Fructose is a sugar that is present widely in the diet as free fructose, in the disaccharide, sucrose, and in fructans, which are chains of fructose. Fructans are also known as inulins, or fructo-oligosaccharide(FOS) or oligofructose. Fructose is only one of a family of short-chain poorly absorbed carbohydrates(termed FODMAPs—see below) in the diet.

Fructose has created much interest because of its possible role in contributing to the obesity epidemic and for its role in inducing functional gut symptoms. Symptoms such as bloating, abdominal distention, discomfort, pain, and altered bowel habits are often described as “functional” gut symptoms (FGD) since their cause is usually related to alterations in the function of the gut and enteric nervous system.

The attention to fructose and its malabsorption in the small intestine as a possible major dietary trigger has led to excitement that an effective dietary approach to patients with FGD by the proponents of the FODMAPS Diet.

The FODMAP theory holds that consuming foods high in FODMAPs results in increased volume of liquid and gas in the small and large intestine, resulting in distention and symptoms such as abdominal pain and gas and bloating.

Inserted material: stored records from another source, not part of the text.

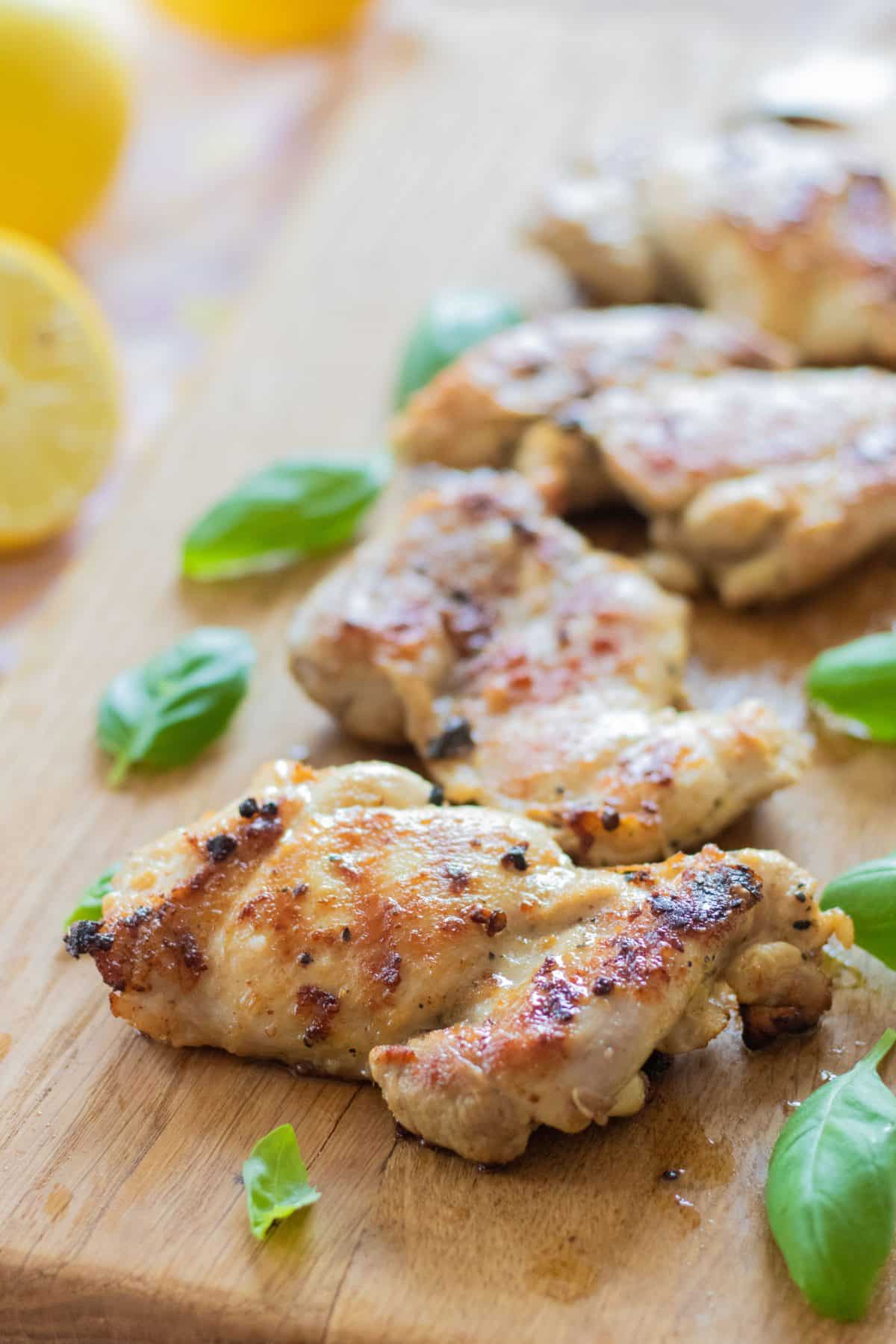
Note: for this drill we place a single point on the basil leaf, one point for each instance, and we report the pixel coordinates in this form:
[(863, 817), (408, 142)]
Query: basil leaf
[(453, 322), (90, 905), (868, 895), (171, 709), (276, 1182), (280, 515), (830, 1194), (857, 682)]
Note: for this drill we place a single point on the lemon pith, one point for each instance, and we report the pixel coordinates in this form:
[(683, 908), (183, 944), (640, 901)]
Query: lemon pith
[(58, 394)]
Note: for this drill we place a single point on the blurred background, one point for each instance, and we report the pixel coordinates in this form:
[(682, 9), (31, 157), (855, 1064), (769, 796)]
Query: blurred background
[(205, 120)]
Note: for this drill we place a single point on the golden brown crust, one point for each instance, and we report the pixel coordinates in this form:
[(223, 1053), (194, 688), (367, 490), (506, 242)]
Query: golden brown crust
[(452, 952), (535, 673)]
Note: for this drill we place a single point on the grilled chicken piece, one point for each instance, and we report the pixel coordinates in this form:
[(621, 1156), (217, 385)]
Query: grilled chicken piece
[(793, 230), (766, 483), (477, 411), (337, 922), (535, 673)]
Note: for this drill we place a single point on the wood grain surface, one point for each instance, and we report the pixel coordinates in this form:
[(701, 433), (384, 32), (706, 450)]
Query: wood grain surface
[(121, 1216)]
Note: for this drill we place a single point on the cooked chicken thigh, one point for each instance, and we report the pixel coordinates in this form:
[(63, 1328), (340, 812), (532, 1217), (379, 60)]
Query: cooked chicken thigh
[(477, 411), (766, 483), (340, 924), (793, 230), (534, 673)]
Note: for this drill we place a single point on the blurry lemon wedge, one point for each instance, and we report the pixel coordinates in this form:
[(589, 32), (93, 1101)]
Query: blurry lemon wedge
[(63, 113), (258, 25), (58, 393)]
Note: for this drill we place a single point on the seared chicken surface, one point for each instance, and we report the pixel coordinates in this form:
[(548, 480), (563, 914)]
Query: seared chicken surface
[(765, 483), (535, 673), (481, 410), (339, 922), (793, 230)]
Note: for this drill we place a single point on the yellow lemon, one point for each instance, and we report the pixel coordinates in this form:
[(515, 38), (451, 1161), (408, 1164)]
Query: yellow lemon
[(260, 25), (58, 393), (63, 112)]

The theory proposes that following a low FODMAP diet should result in a decrease in digestive symptoms. The theory further holds that there is a cumulative effect of these foods on symptoms. In other words, eating foods with varying FODMAP values at the same time will add up, resulting in symptoms that you might not experience if you ate the food in isolation. This might explain the mixed results of studies that have evaluated the effects of fructose and lactose, two types of carbohydrates, on IBS.

Inulin

Food manufacturers have a past history with taking a single ingredient out of a whole food and refining it. Over and over this has been shown to be deleterious to our health. “Stealth fiber” and “Natural sweetener” are increasingly added to processed foods, while not a problem for most, can cause gastrointestinal discomfort for some who may not know they’re consuming too much of it. The fiber and sweetener is called “inulin.”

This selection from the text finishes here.